From: Simone Vincenzi <svincenz_at_nemo.unipr.it>
Date: Wed 06 Sep 2006 - 00:10:34 EST

Thanks for the help.
I thought about taking the logarithms of the expression but to cope with the problem of zero values both in yield and the values of the environmental variables another transformation is needed (I simply add one to the yield value and to the environmental variables values). I follow the suggestion kindly provided by Spencer Graves but I found the following problems, which depend probably on my understanding:
1) I don't understand why it is needed to test the no-constant model (which provides a better fitting of the model). Can I simply assume a no-constant model?
2) Here comes the big problem. I don't understand what it is done with the models fit.0 and fit.1. In both cases I have to leave out one variable from the linear model but I don't understand why in this way I would test the constraint that all the coefficients should sum to 1. And it is not possible to apply anova(fit0,fit.0) and anova(fit1,fit.1) because I have different response variables.

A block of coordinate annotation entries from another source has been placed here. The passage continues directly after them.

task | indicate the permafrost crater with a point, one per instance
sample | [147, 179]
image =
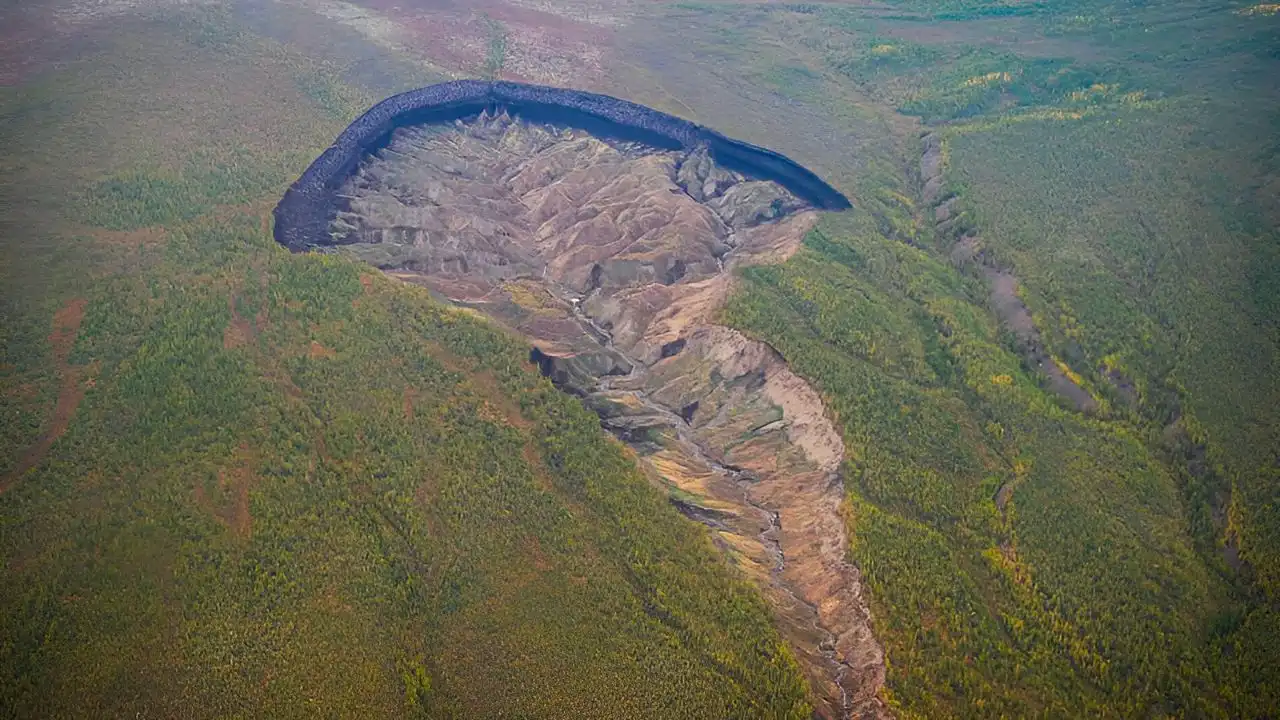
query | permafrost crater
[607, 235]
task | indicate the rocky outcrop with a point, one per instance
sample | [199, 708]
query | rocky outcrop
[612, 256]
[302, 217]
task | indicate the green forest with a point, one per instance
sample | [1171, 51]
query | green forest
[242, 483]
[291, 486]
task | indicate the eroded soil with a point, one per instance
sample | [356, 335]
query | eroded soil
[72, 383]
[612, 259]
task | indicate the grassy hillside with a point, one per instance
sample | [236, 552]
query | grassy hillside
[1119, 159]
[243, 483]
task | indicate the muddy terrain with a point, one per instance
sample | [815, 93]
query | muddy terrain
[613, 258]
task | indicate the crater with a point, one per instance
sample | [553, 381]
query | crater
[607, 233]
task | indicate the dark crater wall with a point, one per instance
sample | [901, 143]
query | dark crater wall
[304, 215]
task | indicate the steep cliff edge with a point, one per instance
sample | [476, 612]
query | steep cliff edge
[612, 258]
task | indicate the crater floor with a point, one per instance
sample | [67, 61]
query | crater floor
[613, 259]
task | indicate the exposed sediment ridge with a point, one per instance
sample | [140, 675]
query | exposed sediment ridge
[612, 258]
[304, 214]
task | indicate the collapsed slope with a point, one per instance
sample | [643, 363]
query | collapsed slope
[612, 256]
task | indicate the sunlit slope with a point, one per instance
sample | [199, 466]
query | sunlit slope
[1119, 160]
[238, 482]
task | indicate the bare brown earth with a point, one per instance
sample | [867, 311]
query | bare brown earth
[72, 386]
[613, 260]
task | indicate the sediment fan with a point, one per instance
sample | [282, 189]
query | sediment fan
[304, 214]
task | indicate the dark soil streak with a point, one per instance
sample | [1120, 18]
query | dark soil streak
[65, 328]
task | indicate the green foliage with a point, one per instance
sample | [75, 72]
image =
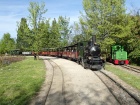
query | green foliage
[36, 11]
[64, 30]
[24, 37]
[107, 19]
[55, 35]
[20, 81]
[6, 44]
[131, 79]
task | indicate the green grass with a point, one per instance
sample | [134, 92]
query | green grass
[130, 79]
[20, 81]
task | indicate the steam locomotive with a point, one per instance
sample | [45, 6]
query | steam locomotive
[86, 53]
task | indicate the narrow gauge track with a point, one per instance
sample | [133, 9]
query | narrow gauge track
[128, 67]
[122, 95]
[55, 96]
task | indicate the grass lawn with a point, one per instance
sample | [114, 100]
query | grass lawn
[129, 78]
[20, 81]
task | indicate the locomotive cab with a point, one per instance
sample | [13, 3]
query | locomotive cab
[91, 57]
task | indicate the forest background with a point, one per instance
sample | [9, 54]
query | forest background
[107, 19]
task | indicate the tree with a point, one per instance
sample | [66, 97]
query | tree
[24, 38]
[107, 19]
[55, 35]
[64, 30]
[133, 44]
[7, 44]
[35, 17]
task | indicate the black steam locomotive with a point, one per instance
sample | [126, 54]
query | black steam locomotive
[90, 54]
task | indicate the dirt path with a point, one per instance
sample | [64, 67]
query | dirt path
[81, 86]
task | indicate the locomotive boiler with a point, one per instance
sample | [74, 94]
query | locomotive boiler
[90, 54]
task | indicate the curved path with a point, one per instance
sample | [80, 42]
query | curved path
[81, 86]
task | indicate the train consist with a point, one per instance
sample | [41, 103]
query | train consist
[118, 55]
[86, 53]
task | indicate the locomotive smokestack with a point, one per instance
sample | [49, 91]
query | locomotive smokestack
[93, 39]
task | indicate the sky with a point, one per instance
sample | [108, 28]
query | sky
[11, 11]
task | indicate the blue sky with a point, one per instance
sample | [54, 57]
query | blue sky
[11, 11]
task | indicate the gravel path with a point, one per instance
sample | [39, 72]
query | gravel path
[82, 86]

In conclusion, I don't actually know how to proceed and if in R this kind of analysis is possible.
Any help and any further explanation would be very appreciated. Below I report part of the data frame I'm using for the analysis. The environmental variables (Salinity, Hydrodynamism, Sediment, Oxygen, Chlorophyll and Bathymetry) values have been transformed using suitability function (and thus are bounded between 0 and 1) while Yield is in kg/m2.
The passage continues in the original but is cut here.